Starting a business in a new industry is pretty challenging. It’s probably one of the toughest things I’ve had to do in my life. Fortunately, I was lucky enough to pull it off. And I emphasize the term “lucky.” I’m convinced that luck played an important role in making it past the first couple of years.
By the way, I don’t mean to downplay the role that skill, hard work, and knowledge play in launching a company. They are important. But I feel that many successful entrepreneurs downplay the role of luck. Being lucky is a “skill” you need to hone if you want to be an entrepreneur. 🙂
Coming up with the idea
Coming up with the initial business idea was pretty difficult for me. I wanted to stay in the technology field because I had the background and I liked it. However, I never managed to launch a tech company, per se. There are two reasons for this.
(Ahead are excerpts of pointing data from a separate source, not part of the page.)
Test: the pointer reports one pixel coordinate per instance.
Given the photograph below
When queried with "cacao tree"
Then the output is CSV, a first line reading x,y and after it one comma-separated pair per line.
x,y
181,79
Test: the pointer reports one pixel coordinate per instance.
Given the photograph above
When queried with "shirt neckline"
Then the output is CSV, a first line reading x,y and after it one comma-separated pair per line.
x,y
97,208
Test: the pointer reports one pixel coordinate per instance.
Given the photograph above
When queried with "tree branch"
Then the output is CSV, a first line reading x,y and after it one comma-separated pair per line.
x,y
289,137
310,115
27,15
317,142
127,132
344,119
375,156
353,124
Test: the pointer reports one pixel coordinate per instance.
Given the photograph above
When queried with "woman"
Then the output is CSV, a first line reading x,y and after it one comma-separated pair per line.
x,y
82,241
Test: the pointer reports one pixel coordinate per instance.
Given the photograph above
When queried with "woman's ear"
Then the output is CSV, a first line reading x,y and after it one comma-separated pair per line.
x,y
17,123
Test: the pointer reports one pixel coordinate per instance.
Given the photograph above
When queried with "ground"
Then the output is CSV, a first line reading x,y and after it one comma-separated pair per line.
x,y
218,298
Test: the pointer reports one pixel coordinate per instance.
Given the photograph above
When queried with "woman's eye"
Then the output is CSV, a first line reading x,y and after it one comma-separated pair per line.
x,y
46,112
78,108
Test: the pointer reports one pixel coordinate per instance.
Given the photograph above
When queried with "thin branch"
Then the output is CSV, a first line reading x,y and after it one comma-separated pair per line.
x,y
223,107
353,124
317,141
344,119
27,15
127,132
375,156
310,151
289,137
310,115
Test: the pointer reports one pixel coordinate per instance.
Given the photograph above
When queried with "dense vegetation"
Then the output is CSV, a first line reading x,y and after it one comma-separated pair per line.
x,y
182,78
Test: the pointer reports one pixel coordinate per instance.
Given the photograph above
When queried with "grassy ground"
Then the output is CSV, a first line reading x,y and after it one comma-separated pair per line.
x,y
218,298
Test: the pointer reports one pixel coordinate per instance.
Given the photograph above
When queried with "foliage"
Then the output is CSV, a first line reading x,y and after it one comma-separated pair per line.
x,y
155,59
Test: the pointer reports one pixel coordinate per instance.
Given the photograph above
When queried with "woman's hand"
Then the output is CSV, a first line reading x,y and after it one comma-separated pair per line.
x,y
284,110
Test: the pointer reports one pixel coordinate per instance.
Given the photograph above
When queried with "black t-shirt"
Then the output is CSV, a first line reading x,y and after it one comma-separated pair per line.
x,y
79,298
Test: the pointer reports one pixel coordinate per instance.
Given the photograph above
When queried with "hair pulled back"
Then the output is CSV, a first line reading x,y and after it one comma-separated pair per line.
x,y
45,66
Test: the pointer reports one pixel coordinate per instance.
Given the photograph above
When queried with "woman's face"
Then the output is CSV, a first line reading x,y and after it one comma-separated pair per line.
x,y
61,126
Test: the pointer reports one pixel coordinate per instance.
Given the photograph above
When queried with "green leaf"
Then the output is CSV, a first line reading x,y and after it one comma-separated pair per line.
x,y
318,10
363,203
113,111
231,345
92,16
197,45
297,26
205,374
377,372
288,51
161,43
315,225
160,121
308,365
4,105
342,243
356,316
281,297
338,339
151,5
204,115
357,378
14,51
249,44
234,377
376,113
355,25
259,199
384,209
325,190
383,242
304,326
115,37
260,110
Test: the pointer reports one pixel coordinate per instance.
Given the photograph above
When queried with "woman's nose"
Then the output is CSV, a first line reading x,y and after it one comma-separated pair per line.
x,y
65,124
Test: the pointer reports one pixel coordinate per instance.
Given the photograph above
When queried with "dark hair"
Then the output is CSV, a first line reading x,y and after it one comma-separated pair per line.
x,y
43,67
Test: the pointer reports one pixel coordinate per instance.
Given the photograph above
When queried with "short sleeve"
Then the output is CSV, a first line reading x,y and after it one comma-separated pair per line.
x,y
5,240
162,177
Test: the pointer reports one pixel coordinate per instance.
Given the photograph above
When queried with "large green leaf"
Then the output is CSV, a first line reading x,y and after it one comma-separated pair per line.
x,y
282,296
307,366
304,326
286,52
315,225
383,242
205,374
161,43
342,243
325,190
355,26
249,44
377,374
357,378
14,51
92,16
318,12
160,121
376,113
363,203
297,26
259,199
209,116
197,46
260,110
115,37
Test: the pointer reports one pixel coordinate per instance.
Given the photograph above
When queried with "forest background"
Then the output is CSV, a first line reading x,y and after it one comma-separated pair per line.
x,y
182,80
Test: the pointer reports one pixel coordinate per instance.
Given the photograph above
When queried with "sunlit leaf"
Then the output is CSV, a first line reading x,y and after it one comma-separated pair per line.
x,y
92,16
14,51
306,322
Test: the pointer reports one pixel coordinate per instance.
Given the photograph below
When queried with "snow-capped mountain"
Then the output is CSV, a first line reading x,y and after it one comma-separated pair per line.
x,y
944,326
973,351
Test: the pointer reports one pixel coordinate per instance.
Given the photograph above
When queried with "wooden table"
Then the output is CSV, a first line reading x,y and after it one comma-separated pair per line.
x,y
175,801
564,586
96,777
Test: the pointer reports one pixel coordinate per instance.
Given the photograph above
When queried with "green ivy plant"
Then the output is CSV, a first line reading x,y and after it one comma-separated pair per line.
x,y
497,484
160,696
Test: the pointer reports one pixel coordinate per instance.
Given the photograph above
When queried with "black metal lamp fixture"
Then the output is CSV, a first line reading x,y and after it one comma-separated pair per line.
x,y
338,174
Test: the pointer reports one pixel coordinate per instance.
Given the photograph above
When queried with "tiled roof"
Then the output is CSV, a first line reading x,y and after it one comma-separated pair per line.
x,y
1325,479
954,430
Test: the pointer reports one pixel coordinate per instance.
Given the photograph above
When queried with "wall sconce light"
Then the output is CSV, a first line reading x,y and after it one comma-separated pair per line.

The first reason is that I wanted to launch a company during the middle of the dot-com boom. People were launching startups very quickly. Often, by the time I had investigated an idea that interested me, four other people had already launched venture-backed companies. Most of those failed, by the way.
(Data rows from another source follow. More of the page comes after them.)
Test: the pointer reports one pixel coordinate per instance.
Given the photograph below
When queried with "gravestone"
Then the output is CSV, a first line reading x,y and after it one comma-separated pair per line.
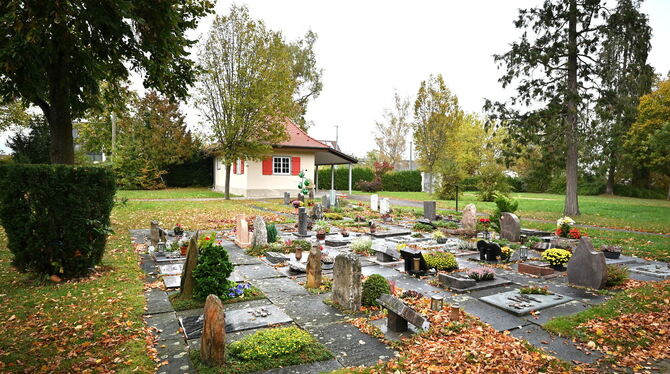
x,y
347,281
469,219
213,339
384,206
242,232
400,314
314,266
430,210
154,233
587,267
260,238
374,202
488,251
187,283
302,221
414,261
510,227
317,212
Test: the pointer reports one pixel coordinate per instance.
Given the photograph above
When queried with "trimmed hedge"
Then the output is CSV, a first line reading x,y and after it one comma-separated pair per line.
x,y
56,216
403,180
196,172
358,173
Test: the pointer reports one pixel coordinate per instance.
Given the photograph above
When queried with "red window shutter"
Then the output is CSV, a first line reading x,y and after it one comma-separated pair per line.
x,y
267,166
295,165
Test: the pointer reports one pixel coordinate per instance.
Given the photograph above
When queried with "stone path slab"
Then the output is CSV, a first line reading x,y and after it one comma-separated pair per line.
x,y
530,303
237,320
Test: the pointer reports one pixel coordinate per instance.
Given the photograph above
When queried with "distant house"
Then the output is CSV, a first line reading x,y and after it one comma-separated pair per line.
x,y
278,172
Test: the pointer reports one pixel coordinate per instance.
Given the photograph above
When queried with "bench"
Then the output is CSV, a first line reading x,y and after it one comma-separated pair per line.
x,y
400,314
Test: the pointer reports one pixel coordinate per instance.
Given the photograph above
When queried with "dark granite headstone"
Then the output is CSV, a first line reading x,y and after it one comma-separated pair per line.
x,y
409,255
430,210
587,267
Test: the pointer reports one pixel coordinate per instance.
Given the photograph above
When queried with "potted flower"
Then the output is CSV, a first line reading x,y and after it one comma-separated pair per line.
x,y
563,227
439,237
322,228
611,251
557,258
506,253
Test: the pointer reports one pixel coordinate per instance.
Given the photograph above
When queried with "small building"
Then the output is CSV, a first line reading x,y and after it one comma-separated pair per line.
x,y
278,173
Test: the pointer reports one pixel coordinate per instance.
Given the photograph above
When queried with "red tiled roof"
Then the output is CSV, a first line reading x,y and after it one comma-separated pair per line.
x,y
299,138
The second reason is that I lacked a good method to come up with a business idea. Instead, I did what was common at the time: I sat down with a notepad and started brainstorming. Brainstorming produced some ideas, but not enough. More importantly, few ideas were actually inspiring. After a while, it was clear I was stumped. Back to square one.
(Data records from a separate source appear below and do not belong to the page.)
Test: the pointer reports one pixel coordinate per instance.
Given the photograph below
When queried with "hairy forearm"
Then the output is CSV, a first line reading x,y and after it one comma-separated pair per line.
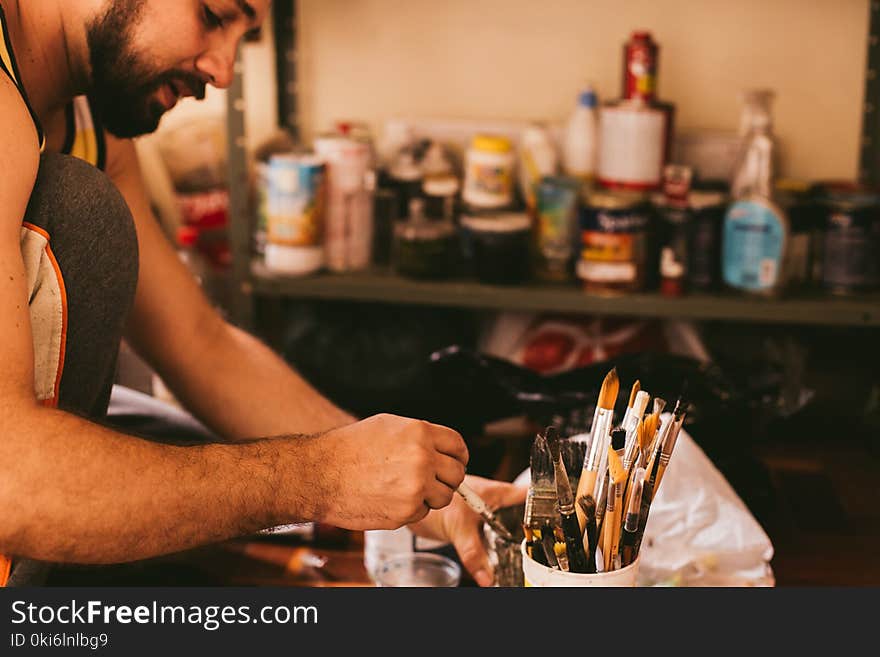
x,y
80,493
240,388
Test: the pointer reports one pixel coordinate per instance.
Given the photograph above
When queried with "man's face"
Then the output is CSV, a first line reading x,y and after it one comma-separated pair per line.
x,y
146,54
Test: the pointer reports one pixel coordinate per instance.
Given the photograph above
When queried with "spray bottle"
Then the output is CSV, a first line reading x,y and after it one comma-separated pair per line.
x,y
756,229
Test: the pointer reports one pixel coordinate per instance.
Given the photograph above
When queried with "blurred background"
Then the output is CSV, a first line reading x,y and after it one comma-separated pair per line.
x,y
470,211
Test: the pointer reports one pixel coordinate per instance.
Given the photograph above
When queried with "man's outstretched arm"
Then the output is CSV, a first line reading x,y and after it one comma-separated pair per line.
x,y
229,379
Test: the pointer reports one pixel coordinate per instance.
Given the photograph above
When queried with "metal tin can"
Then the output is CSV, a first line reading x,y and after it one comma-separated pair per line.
x,y
294,213
634,144
704,240
556,227
674,218
350,188
294,203
614,241
851,251
640,56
One day I was at my local supermarket browsing some magazines and saw a copy of Entrepreneur’s book of the Top 500 Franchises. I wasn’t sold on the concept of buying a franchise. However, I thought I could use the book as a source of inspiration to get an idea or two.
I started reading the book and crossed out categories that did not appeal to me. Then, I read the remaining alternatives individually. I created an Excel spreadsheet and started evaluating them against my criteria. This process took some time and was tedious. All but one were discarded.
One particular opportunity caught my attention – a franchise company that offered factoring financing services. I knew a little about factoring financing and this business appealed to me. In case you don’t know, factoring is a type of financing that helps companies with cash flow problems.
I scheduled a call with the franchise company and began my due diligence. I quickly reached some important conclusions:
- The franchise model, in this case, offered little value to me.
- I liked the opportunity.
- I liked the growth potential (at the time – things have changed a bit in today’s market).
- I could test this business while keeping my job.
Franchises offer two important things: a business model and brand recognition. To get these two things, you need to buy a franchise and pay them a percentage of your profits. However, there is very little brand recognition in the factoring industry. So the only value a franchise would provide, at least to me, is information on how to run the business. I did not want to pay a percentage of my profits for what amounted to an operating manual and some lessons.
I figured I could learn a new industry by myself. Keep in mind that I was younger when I thought that. 🙂
Learning a new industry
There wasn’t a lot of online information when I started looking into factoring, a decade ago. However, there was enough to get me started in my due diligence.
My first lucky break was that someone had actually written a manual on how to run a factoring company. This was unbelievably lucky- someone had actually written and published an operating manual for the type of company I wanted to run. This stroke of luck saved me a ton of time and money.
The book was written by Jeff Callender of Dashpoint Publishing. Jeff operates a successful factoring company and had written a series of factoring books as a side project to help others get started in the industry. More importantly, Jeff was kind enough to take my calls and answer my questions. He helped me learn the ropes. I am extremely grateful for that.
I tried other resources as well. I called factors that I would not be competing against and asked them for advice. Much to my pleasant surprise, everyone responded positively and gave me real-life advice about the industry. Some of them provided me with valuable advice when I launched the startup. Incorporating their real-life advice into my business plan made the difference between success and failure.
Testing the concept
Eventually I reached the point where I had collected as much information as I could. It was time to test the concept. I launched Quantum Leap Financial Services as a factoring company that specialized in small business factoring. My initial setup was very simple. I had:
- A legal entity
- A PO box
- Legal documents
- A cheap website
- Cheap business cards
My objective was to sign up a few clients and test what I had learned. As you can imagine, the launch did not follow the path that I had neatly outlined my business plan. Not even close. Every seasoned entrepreneur knows that most business plans are merely entertaining works of fiction.
Finding my first clients was very difficult, mostly because it was clear to them that I was new at this. Fortunately, I am persistent. Eventually, the company began gaining traction and generating revenues. After some time, the company had enough traction to become a full-time venture. I quit my job and hoped for the best.
I also got a better name for the company: Commercial Capital LLC.
- Find a mentor (or two) in the industry that you want to get into.
- Be an information sponge – absorb as much as you can.
- You will never know enough. You will have to figure out things on the fly.
- Expect to make a ton of mistakes. Take some consolation in the fact that my very first client tried to defraud my company.
- Start small and test viability. I don’t believe in betting the farm.
- If it gains traction – feed the flames. But be careful about growing too quickly.